Astronomy news for the week starting Friday, June
10, 2011.
We begin with the Moon in the waxing
gibbous phase just two days past its first quarter (which took place on Wednesday, June 8).
It will fatten until it reaches full phase
on Wednesday the 15th, after which it will begin to fade in the waning gibbous. The evening of Friday the
10th, the Moon will be positioned to the southeast of Saturn and to the southwest of Spica, the three again making a nice
triangle. Then the following evening, look for Saturn, Spica, and
the Moon to make a northwest-to-southeast string. A little later
in the week, the waxing gibbous Moon brackets Scorpius, lying up and to the right of the Scorpion the
night of Monday the 13th then positioned just to the left of Antares on that of Tuesday the 14th.
With the Sun nearing the Summer
Solstice in classical Gemini
(technically just over the border into Taurus), this full Moon (the "Rose Moon" or "Flower
Moon") will fall near the Winter
Solstice in Sagittarius as it
glides low across the nighttime sky as viewed from North America.
On the night of Saturday the 11th, the Moon passes perigee, where
it is closest to Earth.
This full Moon will undergo an almost exactly central total
eclipse.
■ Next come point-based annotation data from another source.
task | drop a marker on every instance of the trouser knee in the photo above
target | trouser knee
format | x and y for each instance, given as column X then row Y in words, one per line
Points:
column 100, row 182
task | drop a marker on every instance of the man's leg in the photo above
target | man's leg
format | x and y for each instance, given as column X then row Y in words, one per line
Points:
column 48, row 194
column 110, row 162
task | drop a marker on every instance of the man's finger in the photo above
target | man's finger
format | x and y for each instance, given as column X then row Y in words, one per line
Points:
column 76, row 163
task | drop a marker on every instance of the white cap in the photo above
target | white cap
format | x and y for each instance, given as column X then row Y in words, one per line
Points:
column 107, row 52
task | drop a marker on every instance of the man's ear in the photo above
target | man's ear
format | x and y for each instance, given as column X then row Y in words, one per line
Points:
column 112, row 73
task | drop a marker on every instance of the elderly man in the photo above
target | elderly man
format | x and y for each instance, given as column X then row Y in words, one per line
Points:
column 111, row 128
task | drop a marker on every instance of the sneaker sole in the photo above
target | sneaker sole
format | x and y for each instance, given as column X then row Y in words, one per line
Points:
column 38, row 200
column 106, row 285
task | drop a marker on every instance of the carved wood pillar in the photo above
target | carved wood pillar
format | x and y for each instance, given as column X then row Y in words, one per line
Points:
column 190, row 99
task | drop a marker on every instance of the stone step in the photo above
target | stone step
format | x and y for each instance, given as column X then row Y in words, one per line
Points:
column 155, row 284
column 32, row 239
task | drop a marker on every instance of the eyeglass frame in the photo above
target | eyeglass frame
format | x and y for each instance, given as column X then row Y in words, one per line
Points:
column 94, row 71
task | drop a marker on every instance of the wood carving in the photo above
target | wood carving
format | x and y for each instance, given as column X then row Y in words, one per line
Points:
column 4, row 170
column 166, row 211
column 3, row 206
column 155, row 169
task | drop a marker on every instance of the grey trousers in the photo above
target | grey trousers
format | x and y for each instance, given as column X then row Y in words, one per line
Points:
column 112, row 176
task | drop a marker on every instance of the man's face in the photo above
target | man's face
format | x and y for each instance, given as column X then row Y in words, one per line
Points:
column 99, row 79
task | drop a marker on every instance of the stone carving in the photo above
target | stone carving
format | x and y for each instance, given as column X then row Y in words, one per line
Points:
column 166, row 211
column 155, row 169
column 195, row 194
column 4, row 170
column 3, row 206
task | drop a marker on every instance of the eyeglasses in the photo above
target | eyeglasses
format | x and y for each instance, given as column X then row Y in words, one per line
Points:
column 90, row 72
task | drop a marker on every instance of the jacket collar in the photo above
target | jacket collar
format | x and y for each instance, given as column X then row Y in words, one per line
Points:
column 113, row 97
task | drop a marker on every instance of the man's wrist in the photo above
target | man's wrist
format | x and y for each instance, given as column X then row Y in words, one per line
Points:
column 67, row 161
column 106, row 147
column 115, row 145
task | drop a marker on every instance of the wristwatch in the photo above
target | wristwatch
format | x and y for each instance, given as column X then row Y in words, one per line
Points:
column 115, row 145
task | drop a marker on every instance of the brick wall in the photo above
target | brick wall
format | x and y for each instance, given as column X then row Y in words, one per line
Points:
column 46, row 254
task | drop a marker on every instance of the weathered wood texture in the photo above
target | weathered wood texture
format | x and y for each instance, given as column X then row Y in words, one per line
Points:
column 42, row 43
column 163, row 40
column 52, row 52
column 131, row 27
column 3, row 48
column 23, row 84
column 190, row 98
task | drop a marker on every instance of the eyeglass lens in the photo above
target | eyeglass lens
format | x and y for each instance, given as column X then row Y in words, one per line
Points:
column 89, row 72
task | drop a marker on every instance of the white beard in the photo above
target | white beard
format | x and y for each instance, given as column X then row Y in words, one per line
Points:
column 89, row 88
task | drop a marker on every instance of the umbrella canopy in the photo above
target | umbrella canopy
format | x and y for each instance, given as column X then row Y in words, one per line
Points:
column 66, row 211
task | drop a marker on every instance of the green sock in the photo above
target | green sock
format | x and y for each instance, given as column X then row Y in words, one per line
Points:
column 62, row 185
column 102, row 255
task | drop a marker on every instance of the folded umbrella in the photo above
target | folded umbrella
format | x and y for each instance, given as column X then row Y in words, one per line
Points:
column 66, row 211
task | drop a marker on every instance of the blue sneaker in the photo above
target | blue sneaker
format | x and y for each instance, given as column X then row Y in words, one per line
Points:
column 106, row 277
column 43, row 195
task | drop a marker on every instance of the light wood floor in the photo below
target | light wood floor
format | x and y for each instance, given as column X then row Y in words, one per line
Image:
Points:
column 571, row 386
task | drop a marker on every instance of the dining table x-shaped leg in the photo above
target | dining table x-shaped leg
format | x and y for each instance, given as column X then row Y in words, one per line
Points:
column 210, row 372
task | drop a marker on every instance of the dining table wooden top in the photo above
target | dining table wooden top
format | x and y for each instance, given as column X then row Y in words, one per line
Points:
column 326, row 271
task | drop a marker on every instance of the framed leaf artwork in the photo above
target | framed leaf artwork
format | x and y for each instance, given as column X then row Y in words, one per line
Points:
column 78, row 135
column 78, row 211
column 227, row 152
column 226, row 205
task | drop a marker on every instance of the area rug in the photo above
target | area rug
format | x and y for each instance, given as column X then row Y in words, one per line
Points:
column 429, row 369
Unfortunately for North America, it takes place in
mid-afternoon on Wednesday the 15th with the Moon firmly below the
horizon. Best visibility embraces Africa, India, the Indian Ocean,
and Antarctica (so if you are there, take a look).
The evening planetary sky belongs solely to Saturn, which now
transits the meridian to the south
shortly before sunset, so is nicely into the southwestern sky by
dark, but still does not set until 2 AM Daylight Time. On the
night of Monday the 13th, the ringed planet ends its slow
retrograde motion (westerly against the stars) and begins
normal easterly movement as it nearly butts up against the star Porrima (Gamma Virginis), the two a
mere quarter-degree apart.
With the progressively earlier rising of bright and unmistakable
Jupiter (now up by 3 AM Daylight, well in advance of twilight)
and the superior conjunction of Mercury with the Sun on Sunday the
12th, the planetary grouping we have been following is quite broken
up. Instead, we now see Jupiter, then Mars (rising half an
hour after the commencement of dawn), and finally Venus (rising half an hour after Mars) making a long
easterly line that falls down and to the left.
Two Crowns grace the near-summer sky. In the north, find the semi-
circular Northern Crown, Corona
Borealis, to the northeast of Arcturus, the figure commemorating
Ariadne of Theseus and the Minotaur fame. Lying just below the
main figure of Sagittarius, Corona Australis slides across the
southern horizon to the east of the lower curve of Scorpius, but
you need to have the Moon out of the way to see it.